Prof. Cha served as an organizer, committee and board member of numerous conferences such as World Chemistry Congress (IUPAC), and International Electric Vehicle Symposium and Exhibition, Asian Solid Oxide Fuel Cells Symposium and Exhibition, Thin Films Meetings and so on. In addition, he was a longtime organizing chair of International Conference on Precision Engineering and Sustainable Manufacturing. Currently, Prof. Cha serves as a Vice President of Thin Films Society and also the Editor-In-Chief of International Journal of Precision Engineering and Manufacturing – Green Technology.

As a recognition of his contribution to academic society, Prof. Cha is the recipient of several awards including Fuel Cells Research Award from The Korean Electrochemical Society, Academic Excellence Award from The Korean Society of Automotive Engineers, Highly Commended Paper of the Year from International Journal of Precision Engineering and Manufacturing – Green Technology and Springer Award for Most Cited Author of the Year from International Journal of Automotive Technology.

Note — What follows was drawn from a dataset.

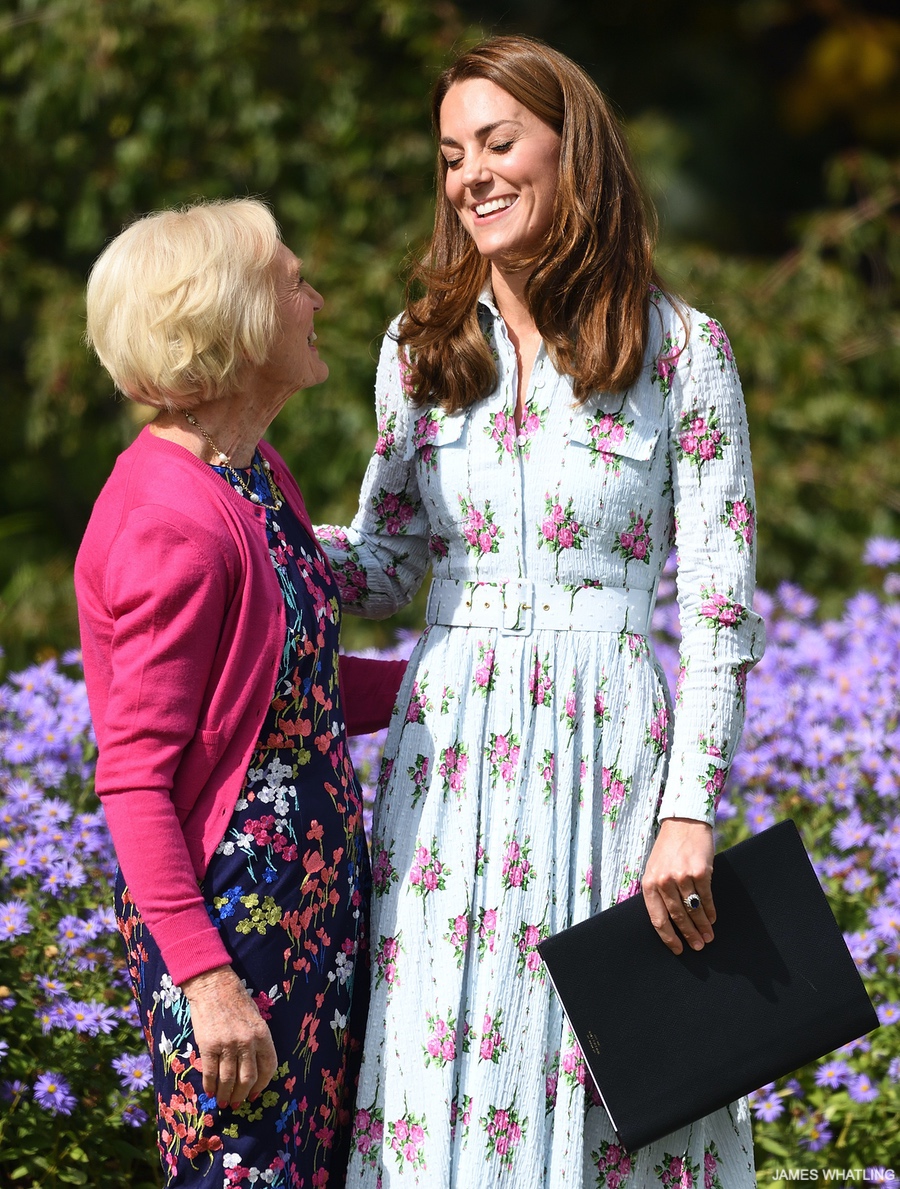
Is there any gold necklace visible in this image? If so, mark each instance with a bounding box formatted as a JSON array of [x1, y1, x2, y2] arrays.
[[181, 409, 284, 512]]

报告摘要2:Despite global efforts to reduce carbon dioxide emissions, the average global temperature continues to rise. Interest in renewable energy to replace fossil fuels is increasing, and solid oxide fuel cells are spotlighted as a promising alternative. In this study, a thin film solid oxide fuel cell was fabricated using inexpensive and highly productive metal support. In order to directly apply the thin film process to the metal support, a process for controlling the pores of the metal support was developed. Through the developed process, a metal-supported thin-film solid oxide fuel cell with high performance even at low temperatures was fabricated.